Tuesday, August 8, 2023

The Champ (1979): A Review


THE CHAMP (1979)

This review is part of the Summer Under the Stars Blogathon. Today's star is Joan Blondell.

On paper, a remake of the 1931 film The Champ looks like a winner. You have a great story, two Academy Award winning actors and a celebrated director. Somehow though, the 1979 version of The Champ does not quite hold up despite the cast and crew's best efforts. 

Billy Flynn (Jon Voight) is now a horse trainer, but he was once the heavyweight champion of the world. Booze and gambling and age all conspired to bring him down. His only bright spot is T.J. (Ricky Schroeder), his son who loves and worships "The Champ". 

Despite his generally irresponsible behavior, this time he came up a winner and won enough to buy T.J. a horse that they name She's a Lady. They enter She's a Lady in a Hialeah race, where two women are also attending. One is a rival horse owner, Dolly Kenyon (Joan Blondell). The other is her friend, the wealthy Annie Phillips (Faye Dunaway). Annie soon realizes on seeing Billy that T.J., whom she has a friendly side bet, is the son she abandoned years before.

Annie wants to reconnect with Timothy Joseph Flynn, but Billy won't allow it. Eventually, Billy's irresponsible behavior and subsequent arrest push him to send T.J. to stay with Annie. She tries to bond with T.J. but after learning the truth, he runs back to Billy. Billy, determined to make a comeback for his son, goes to intense training and reaches a rapprochement with Annie. She goes to his big fight, where Billy both wins and loses, and T.J. and Annie now must find each other.

It is a bit difficult to judge The Champ given that I have seen the original and found that version to be brilliant. It is not impossible to make a good remake, but I think the primary reason that this The Champ stumbles is that it loses its focus. The Champ should be about the Billy/T.J. relationship, but whole scenes revolve around Billy and Annie and their relationship. It is, perhaps understandable why The Champ made that decision: Voight and Dunaway were at the peak of their drawing power at this point in their careers.

That being said, The Champ loses steam whenever the film opts to make their fraught relationship, not T.J. with either Billy or Annie, what it thinks the viewer is interested in. It is almost as if Walter Newman's adaptation of the original film thought The Champ was about Billy himself, not Billy with T.J. 

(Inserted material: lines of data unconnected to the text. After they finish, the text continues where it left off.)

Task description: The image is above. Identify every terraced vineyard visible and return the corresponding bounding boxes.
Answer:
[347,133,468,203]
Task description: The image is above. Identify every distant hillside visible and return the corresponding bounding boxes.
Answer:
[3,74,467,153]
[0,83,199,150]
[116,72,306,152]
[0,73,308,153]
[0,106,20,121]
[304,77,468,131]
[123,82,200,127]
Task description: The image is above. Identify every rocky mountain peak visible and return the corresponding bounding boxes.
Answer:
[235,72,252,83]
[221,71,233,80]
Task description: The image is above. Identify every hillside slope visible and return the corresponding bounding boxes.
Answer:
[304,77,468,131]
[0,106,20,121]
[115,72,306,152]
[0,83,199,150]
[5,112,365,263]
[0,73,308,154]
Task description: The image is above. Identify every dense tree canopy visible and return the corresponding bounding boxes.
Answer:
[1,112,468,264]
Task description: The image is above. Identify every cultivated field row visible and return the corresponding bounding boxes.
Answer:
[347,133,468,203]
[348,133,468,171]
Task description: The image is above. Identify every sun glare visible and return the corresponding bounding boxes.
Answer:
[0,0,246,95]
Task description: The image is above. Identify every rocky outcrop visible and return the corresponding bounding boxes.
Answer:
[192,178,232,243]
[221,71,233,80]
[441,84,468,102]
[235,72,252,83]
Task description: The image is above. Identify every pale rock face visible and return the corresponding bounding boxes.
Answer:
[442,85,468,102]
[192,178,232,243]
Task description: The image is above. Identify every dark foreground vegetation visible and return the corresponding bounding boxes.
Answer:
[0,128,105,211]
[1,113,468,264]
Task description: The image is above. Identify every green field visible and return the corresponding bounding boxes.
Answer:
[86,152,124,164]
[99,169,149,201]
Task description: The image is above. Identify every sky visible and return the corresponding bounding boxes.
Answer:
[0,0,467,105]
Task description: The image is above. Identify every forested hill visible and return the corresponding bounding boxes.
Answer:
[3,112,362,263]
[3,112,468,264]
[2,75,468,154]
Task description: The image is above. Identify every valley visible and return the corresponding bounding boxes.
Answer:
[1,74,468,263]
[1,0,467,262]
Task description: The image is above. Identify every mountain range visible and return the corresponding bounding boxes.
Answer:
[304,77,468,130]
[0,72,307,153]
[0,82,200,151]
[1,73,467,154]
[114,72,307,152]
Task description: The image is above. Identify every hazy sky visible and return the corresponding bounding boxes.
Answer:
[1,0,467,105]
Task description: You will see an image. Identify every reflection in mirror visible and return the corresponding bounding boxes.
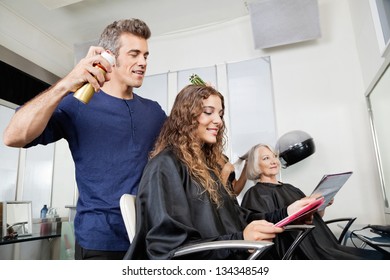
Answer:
[367,63,390,211]
[2,201,33,238]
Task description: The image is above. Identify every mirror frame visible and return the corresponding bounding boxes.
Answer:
[366,60,390,213]
[2,201,33,237]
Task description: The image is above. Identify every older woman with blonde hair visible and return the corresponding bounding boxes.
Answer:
[241,143,387,260]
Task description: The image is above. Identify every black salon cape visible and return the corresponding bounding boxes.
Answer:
[241,182,387,260]
[126,148,287,260]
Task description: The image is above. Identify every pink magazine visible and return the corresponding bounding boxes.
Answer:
[275,197,325,227]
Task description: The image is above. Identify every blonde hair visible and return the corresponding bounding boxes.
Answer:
[239,143,278,181]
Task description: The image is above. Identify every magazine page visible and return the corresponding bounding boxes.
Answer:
[311,171,353,211]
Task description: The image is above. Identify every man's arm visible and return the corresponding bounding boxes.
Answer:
[3,81,69,147]
[3,46,112,147]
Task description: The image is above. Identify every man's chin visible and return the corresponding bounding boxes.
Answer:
[132,82,143,88]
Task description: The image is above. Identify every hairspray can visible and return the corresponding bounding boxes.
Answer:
[73,51,115,104]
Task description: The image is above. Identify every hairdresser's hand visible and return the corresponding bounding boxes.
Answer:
[243,220,284,242]
[221,162,235,185]
[60,46,113,93]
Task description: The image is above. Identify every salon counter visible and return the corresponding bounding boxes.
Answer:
[0,232,60,246]
[0,218,70,260]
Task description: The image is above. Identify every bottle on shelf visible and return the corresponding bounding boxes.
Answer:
[40,204,48,219]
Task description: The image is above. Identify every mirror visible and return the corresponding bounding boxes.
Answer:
[367,62,390,213]
[2,201,33,238]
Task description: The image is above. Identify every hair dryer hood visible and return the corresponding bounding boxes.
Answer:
[276,130,315,168]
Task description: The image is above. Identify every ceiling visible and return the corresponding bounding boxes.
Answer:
[0,0,251,77]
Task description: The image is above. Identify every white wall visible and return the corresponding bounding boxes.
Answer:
[143,0,385,224]
[348,0,387,91]
[273,0,384,224]
[11,0,385,224]
[51,139,77,218]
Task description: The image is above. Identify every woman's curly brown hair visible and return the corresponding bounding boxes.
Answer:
[150,85,230,206]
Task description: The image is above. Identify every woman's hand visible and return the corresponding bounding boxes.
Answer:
[286,196,319,224]
[243,220,284,242]
[327,198,334,207]
[286,196,317,216]
[317,198,334,217]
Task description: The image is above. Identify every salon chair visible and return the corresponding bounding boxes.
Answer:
[324,217,357,244]
[120,194,315,260]
[119,194,274,259]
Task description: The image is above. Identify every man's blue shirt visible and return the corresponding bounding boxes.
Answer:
[26,90,166,251]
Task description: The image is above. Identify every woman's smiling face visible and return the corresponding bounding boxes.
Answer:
[196,94,223,144]
[257,146,281,178]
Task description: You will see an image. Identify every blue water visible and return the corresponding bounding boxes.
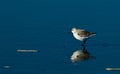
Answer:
[0,0,120,74]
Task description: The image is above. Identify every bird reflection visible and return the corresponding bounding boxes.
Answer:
[71,45,95,63]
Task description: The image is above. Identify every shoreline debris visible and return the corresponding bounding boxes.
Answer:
[3,65,11,69]
[106,68,120,71]
[17,49,39,53]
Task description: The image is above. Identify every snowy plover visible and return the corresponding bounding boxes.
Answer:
[71,28,96,44]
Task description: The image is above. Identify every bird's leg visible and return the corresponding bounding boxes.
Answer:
[82,44,86,50]
[83,39,87,45]
[82,45,89,54]
[81,39,87,50]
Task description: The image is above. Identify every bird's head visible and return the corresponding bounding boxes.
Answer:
[71,28,77,33]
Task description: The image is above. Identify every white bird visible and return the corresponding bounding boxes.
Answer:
[71,28,96,44]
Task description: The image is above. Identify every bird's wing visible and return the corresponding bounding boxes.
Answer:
[77,30,90,37]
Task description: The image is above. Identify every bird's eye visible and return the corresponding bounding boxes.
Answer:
[76,55,80,58]
[77,33,80,35]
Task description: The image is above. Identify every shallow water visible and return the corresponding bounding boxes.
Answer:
[0,0,120,74]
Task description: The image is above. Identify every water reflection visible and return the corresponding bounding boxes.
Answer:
[71,45,95,63]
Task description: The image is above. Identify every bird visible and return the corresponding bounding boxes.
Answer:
[71,28,96,45]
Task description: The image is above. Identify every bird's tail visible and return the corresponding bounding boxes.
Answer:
[89,32,96,37]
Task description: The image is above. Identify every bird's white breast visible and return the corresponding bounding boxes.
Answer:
[73,33,87,41]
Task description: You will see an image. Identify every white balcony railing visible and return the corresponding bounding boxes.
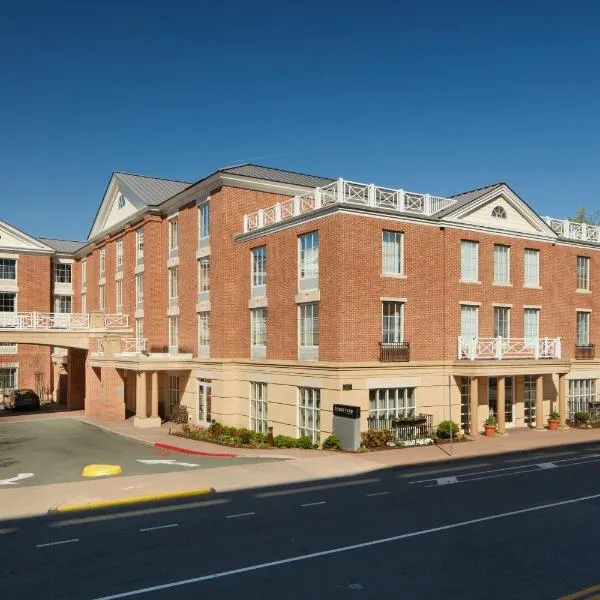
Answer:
[0,312,90,330]
[120,337,147,353]
[458,336,562,360]
[243,178,458,233]
[543,217,600,243]
[104,314,129,329]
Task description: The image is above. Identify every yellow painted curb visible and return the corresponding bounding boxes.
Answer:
[81,464,122,478]
[52,488,215,513]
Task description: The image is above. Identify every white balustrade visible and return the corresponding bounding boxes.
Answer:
[458,337,562,360]
[0,312,90,330]
[543,216,600,244]
[104,314,129,328]
[120,337,147,353]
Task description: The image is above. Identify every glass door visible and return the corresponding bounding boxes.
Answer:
[198,379,212,424]
[488,377,515,427]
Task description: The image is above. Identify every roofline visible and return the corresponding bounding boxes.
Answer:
[113,171,192,185]
[225,163,335,183]
[449,181,505,199]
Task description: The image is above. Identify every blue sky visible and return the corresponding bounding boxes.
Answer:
[1,0,599,240]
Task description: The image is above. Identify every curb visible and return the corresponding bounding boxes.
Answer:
[154,442,237,458]
[50,487,216,513]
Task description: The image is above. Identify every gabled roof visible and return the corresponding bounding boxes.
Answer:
[37,238,86,253]
[220,164,333,189]
[434,182,505,218]
[114,172,191,206]
[0,219,55,253]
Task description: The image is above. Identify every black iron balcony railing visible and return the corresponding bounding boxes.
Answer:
[379,341,410,362]
[575,344,595,359]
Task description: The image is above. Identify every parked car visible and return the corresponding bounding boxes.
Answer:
[8,389,40,411]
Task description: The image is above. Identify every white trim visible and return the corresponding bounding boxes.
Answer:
[380,296,408,302]
[576,308,592,313]
[166,211,180,221]
[523,304,542,309]
[366,377,421,389]
[492,303,513,307]
[459,301,481,306]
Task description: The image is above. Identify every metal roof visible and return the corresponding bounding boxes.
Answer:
[114,172,191,206]
[37,238,87,253]
[433,183,505,218]
[220,164,334,189]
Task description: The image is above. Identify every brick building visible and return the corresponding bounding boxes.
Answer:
[1,164,599,440]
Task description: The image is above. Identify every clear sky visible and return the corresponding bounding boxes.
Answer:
[1,0,599,240]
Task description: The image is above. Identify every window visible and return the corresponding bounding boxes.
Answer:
[136,228,144,260]
[493,307,510,339]
[116,279,123,310]
[54,263,72,284]
[169,218,179,251]
[524,376,537,426]
[577,256,590,290]
[98,284,105,311]
[460,305,478,339]
[135,274,144,306]
[251,246,267,287]
[168,316,179,352]
[298,387,320,444]
[576,311,590,346]
[0,292,16,312]
[492,206,507,218]
[169,267,178,300]
[251,308,267,347]
[524,249,540,287]
[199,202,210,239]
[0,367,17,392]
[0,342,16,355]
[0,259,16,280]
[99,248,106,276]
[118,194,125,209]
[299,303,319,347]
[569,379,596,420]
[135,317,144,340]
[460,377,471,434]
[54,295,72,313]
[382,231,403,275]
[168,375,180,416]
[81,292,86,315]
[116,240,124,268]
[382,301,403,343]
[299,232,319,281]
[524,308,540,345]
[493,244,510,284]
[198,379,212,423]
[199,258,210,293]
[460,240,478,282]
[368,388,416,426]
[81,259,87,287]
[198,312,210,348]
[250,382,268,433]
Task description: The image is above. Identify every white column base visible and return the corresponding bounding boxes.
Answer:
[133,416,162,429]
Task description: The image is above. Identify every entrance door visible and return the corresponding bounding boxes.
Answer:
[488,377,515,427]
[198,379,212,425]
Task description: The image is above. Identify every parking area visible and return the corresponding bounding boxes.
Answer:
[0,418,282,486]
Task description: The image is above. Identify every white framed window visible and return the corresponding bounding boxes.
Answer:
[199,258,210,293]
[168,375,180,416]
[576,311,590,346]
[81,259,87,287]
[251,308,267,347]
[250,382,268,433]
[199,202,210,239]
[98,285,105,311]
[524,249,540,287]
[299,302,319,347]
[54,295,72,313]
[81,292,86,315]
[382,301,403,343]
[493,306,510,338]
[54,263,72,284]
[368,388,416,425]
[168,316,179,353]
[251,246,267,287]
[493,244,510,284]
[0,259,16,280]
[135,273,144,307]
[99,248,106,276]
[524,308,540,345]
[0,367,17,392]
[460,240,478,282]
[569,379,596,419]
[460,305,478,339]
[116,239,124,269]
[298,231,319,284]
[0,342,17,355]
[0,292,16,312]
[118,194,126,209]
[135,317,144,340]
[198,379,212,423]
[136,227,144,261]
[198,312,210,348]
[169,218,179,252]
[382,231,404,275]
[116,279,123,311]
[492,206,507,219]
[577,256,590,291]
[169,267,179,300]
[298,387,320,444]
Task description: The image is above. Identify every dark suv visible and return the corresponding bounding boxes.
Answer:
[8,389,41,411]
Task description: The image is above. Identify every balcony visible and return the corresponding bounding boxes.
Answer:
[575,344,595,359]
[379,342,410,362]
[120,337,147,354]
[458,337,562,360]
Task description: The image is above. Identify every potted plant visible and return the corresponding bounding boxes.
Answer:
[484,415,497,437]
[548,411,560,431]
[574,411,591,429]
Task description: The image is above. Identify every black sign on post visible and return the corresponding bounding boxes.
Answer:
[333,404,360,419]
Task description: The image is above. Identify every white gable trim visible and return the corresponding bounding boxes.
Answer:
[0,220,54,254]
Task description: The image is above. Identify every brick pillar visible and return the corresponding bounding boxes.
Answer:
[84,360,125,421]
[67,348,86,410]
[85,363,103,419]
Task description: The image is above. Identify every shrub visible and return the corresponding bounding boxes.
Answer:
[361,429,393,449]
[250,431,268,446]
[296,435,314,449]
[207,422,223,438]
[575,411,590,423]
[549,411,560,422]
[274,435,298,448]
[436,420,459,439]
[234,428,254,445]
[322,435,342,450]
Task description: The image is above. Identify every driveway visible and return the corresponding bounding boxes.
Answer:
[0,418,282,487]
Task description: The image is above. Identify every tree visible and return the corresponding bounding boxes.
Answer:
[568,207,600,225]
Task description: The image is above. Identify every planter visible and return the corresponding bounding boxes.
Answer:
[547,419,559,431]
[484,425,497,437]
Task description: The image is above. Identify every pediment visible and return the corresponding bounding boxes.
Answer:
[0,220,53,253]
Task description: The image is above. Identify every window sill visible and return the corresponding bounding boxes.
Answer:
[576,289,592,294]
[460,279,481,285]
[381,273,407,280]
[523,285,542,290]
[492,282,513,287]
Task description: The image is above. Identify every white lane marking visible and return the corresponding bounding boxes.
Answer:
[36,538,79,548]
[436,476,459,486]
[0,473,34,486]
[140,524,179,532]
[396,463,491,478]
[137,459,198,468]
[504,451,576,463]
[256,478,379,498]
[366,492,390,497]
[225,512,255,519]
[538,462,557,470]
[410,462,534,484]
[91,490,600,599]
[301,501,326,507]
[0,527,18,535]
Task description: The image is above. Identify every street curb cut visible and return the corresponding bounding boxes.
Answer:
[154,442,237,458]
[50,487,215,513]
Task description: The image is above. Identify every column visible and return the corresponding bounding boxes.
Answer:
[136,371,147,420]
[470,376,479,435]
[535,374,545,431]
[151,371,159,419]
[558,373,567,428]
[497,376,506,434]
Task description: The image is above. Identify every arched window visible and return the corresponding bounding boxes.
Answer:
[492,205,507,219]
[118,195,126,209]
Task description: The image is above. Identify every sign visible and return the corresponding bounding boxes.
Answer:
[333,404,360,419]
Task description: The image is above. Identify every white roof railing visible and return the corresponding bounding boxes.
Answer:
[543,217,600,243]
[243,178,457,233]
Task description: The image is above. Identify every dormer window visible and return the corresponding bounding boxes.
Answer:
[118,195,125,209]
[492,206,507,219]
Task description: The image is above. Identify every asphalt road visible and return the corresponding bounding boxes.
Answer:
[0,418,282,486]
[2,442,600,599]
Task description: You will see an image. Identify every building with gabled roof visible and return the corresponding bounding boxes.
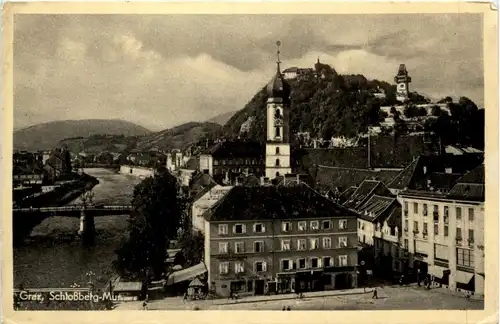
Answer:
[201,184,359,298]
[398,161,485,296]
[343,180,393,211]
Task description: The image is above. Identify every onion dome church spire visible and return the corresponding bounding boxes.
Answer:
[266,41,291,104]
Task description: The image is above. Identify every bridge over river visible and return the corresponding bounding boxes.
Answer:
[14,168,143,290]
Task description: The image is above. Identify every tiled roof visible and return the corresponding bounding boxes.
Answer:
[338,186,358,204]
[203,185,358,222]
[312,165,400,193]
[356,195,398,223]
[207,140,265,159]
[343,180,381,210]
[389,154,484,191]
[447,164,485,201]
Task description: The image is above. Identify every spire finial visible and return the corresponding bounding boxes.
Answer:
[276,40,281,72]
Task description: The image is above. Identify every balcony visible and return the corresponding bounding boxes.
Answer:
[455,237,463,246]
[468,238,475,247]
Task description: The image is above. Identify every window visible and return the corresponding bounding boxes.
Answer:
[323,257,332,267]
[338,255,348,267]
[311,257,319,268]
[423,204,428,216]
[282,222,291,232]
[468,208,474,221]
[275,127,280,137]
[297,239,306,250]
[255,261,267,272]
[298,221,306,231]
[275,159,280,167]
[323,237,332,249]
[276,147,280,155]
[413,221,419,233]
[322,220,332,230]
[468,229,475,243]
[413,202,418,214]
[281,259,292,271]
[423,222,428,234]
[219,242,228,254]
[281,240,291,251]
[310,221,319,230]
[456,207,462,220]
[404,202,408,216]
[433,205,439,221]
[456,227,462,240]
[219,262,229,274]
[339,219,348,229]
[235,261,244,273]
[404,219,409,231]
[233,224,246,234]
[434,223,439,235]
[338,236,348,248]
[254,241,264,253]
[297,258,306,269]
[444,206,449,223]
[404,239,408,249]
[310,238,319,250]
[358,220,361,229]
[457,248,474,268]
[218,224,228,235]
[444,225,449,237]
[235,242,245,253]
[253,223,265,233]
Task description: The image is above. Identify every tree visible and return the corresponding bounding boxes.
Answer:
[174,231,205,268]
[403,104,419,118]
[417,107,428,117]
[114,170,184,280]
[431,105,442,117]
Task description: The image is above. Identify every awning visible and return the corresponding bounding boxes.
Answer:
[428,265,447,279]
[456,270,474,285]
[166,262,207,286]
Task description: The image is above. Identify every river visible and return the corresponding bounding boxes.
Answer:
[13,168,142,289]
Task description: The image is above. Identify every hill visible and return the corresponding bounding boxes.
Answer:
[222,68,396,141]
[206,111,237,125]
[222,63,484,150]
[134,122,223,151]
[14,119,151,151]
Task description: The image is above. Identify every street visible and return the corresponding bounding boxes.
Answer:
[115,284,484,311]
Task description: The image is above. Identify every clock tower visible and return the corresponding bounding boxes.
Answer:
[265,41,292,179]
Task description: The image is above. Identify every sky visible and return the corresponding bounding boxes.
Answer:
[14,14,483,131]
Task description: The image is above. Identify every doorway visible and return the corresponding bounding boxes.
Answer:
[254,280,265,295]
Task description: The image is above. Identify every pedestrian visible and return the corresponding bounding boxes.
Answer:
[282,306,286,311]
[372,288,378,299]
[417,269,421,286]
[287,306,291,311]
[142,300,148,310]
[183,292,188,302]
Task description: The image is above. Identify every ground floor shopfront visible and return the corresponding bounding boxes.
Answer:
[210,268,357,298]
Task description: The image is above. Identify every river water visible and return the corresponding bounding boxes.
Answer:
[13,168,142,289]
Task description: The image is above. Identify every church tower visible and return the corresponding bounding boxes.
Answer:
[265,41,292,179]
[394,64,412,102]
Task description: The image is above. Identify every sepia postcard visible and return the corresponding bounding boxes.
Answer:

Newman also did a very curious thing: it made Billy almost wholly sympathetic. He is almost always a good guy, not a good but flawed guy. Take for example when Billy steals T.J.'s boxing glove piggy bank. What could have been a revelation of Billy's gambling addiction at the expense of the son he genuinely loves is if not quite dismissed at least downplayed. There is no real struggle for Billy, no sense of regret or emotional turmoil at having essentially robbed his son. 

As such, one wonders if it was a good decision by both Newman and director Franco Zeffirelli to make Billy, not saintly but not a fool either. There is a scene in the middle of The Champ where T.J. delightedly tells Billy about his day with Annie, which culminated in a gift of a saddle. As T.J. is wrapped up in reciting the day's frolics, we see Billy toss the small stuffed panda he had won on the boardwalk aside. One knows what Newman and Zeffirelli were going for. One also knows they were trying too hard and were too obvious with the subtext.

I also wonder if The Champ made a mistake with some of its casting. It is not to say that Voight, Dunaway or Schroeder gave bad performances. Far from it: each did well in varying degrees. Voight was probably the weakest. He seemed to be trying too hard to be this semi-educated figure. Moreover, in a curious criticism, he seemed too athletic and physically strong to be this washed-up boxer. He did have some good moments with Schroeder, but on the whole Voight again seemed too determined to play the part versus being the part.

Dunaway was quite glamorous, but she brought an intelligence and regret to her role as the lost mother. Like with Voight, her best scenes were with Schroeder. That leads me to think that Schroeder was the standout in The Champ. His mop-top hair and wide eyes were effective in making T.J. this innocent who adored his father. His initial rejection of Annie too is heartbreaking, as is his final scene with her. I do not know if the lisp I heard was deliberate or unintentional, but it adds to the innocence of T.J.

It is a shame that Blondell was pretty much left out of things. Rather than just be a wealthy friend of Annie's (T.J. said of her, "She's rich but she's also very nice"), she could have been T.J.'s grandmother, bringing a bit of fire and sarcasm along with some motherly wisdom and caring. 

The Champ is a good story that might benefit from a second remake. The first one does try but does not quite succeed. It might get an "A" for effort, but it's no knockout.